A ces données historiques
qui façonnent la
personnalité politique de
ce pays, il convient
d’ajouter la confiscation
de l’appareil d’Etat par un
parti politique qui n’a que
l’autoritarisme pour toute
ambition. Alors, sans vouloir
jouer les cassandre,
on voit mal pour l’heure,
le FLNC renoncer, sauf à
se renier, à ses actions
armées. Les conditions
politiques de sa constitution
n’ayant guère évoluées
ou si peu. Quand
on se réfère à son premier
tract du 5 mai 1976, que
U Ribombu a opportunément
reproduit dans son
dernier numéro, on
s’aperçoit que le même
constat de dépendance
coloniale pourrait être
dressé aujourd’hui.
Certes,
la négation du problème
corse dont Giscard de
sinistre mémoire s’était
fait le champion, n’est
plus d’actualité dans la
mesure où le législateur
français, en octroyant un
statut particulier, reconnaît
la nécessité d’appréhender
la question corse
dans sa globalité.

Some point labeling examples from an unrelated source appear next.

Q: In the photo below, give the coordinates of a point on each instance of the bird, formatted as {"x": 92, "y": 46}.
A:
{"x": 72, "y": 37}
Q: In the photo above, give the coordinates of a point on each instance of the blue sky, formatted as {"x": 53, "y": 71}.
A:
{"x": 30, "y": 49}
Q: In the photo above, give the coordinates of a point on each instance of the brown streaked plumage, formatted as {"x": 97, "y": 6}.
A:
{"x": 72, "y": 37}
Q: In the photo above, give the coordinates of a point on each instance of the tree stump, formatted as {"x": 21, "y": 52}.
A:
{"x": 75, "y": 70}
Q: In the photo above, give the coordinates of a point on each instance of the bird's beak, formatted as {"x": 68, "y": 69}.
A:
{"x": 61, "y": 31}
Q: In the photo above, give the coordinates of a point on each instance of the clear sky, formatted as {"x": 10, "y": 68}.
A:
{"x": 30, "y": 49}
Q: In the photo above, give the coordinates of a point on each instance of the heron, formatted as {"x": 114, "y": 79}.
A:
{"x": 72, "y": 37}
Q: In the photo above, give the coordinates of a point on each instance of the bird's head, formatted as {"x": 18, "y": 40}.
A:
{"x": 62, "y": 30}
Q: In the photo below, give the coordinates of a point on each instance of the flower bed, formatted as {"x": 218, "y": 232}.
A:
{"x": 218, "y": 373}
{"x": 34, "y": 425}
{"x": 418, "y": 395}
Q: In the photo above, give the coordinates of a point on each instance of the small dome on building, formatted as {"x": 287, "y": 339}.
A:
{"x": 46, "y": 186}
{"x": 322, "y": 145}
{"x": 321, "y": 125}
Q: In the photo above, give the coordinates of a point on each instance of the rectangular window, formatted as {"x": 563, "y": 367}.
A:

Mais
cette réforme, tout
comme le statut Joxe qui
a suivi, s’inscrit dans un
aménagement administratif
de la France et non pas
en rupture avec une situation
coloniale consécutive
à une conquête militaire.
Tout le monde a en
mémoire le discours de
Rocard devant
l’Assemblée nationale
française où pour la première
fois, un responsable
politique français reconnaissait
le fait colonial,
l’abandon économique et
le déficit démocratique.
Mais pour brillant qu’il fut
son discours demeura
sans effet. La seule
conclusion à en tirer eût
été alors de permettre à la
Corse de légiférer. Et cette
problématique demeure.
Car sans préjuger des
intentions politiques du
FLNC, il est clair pour tout
observateur, que la prise
en compte par la France
du concept de peuple
corse et de ses droits collectifs,
amènerait l’organisation
clandestine à
reconsidérer sa stratégie.
Mais pour l’heure le gouvernement
UMP de la
France et ceux qui en
Corse le servent, ne
semble pas en mesure de
se hisser au niveau de tels
enjeux historiques. Et il
est probable que la situation
de blocage que
connaît la Corse, tant au
niveau de son assemblée
territoriale que dans ses
rapports à l’Etat français,
perdure. Au moins jusqu’à
la prochaine élection présidentielle.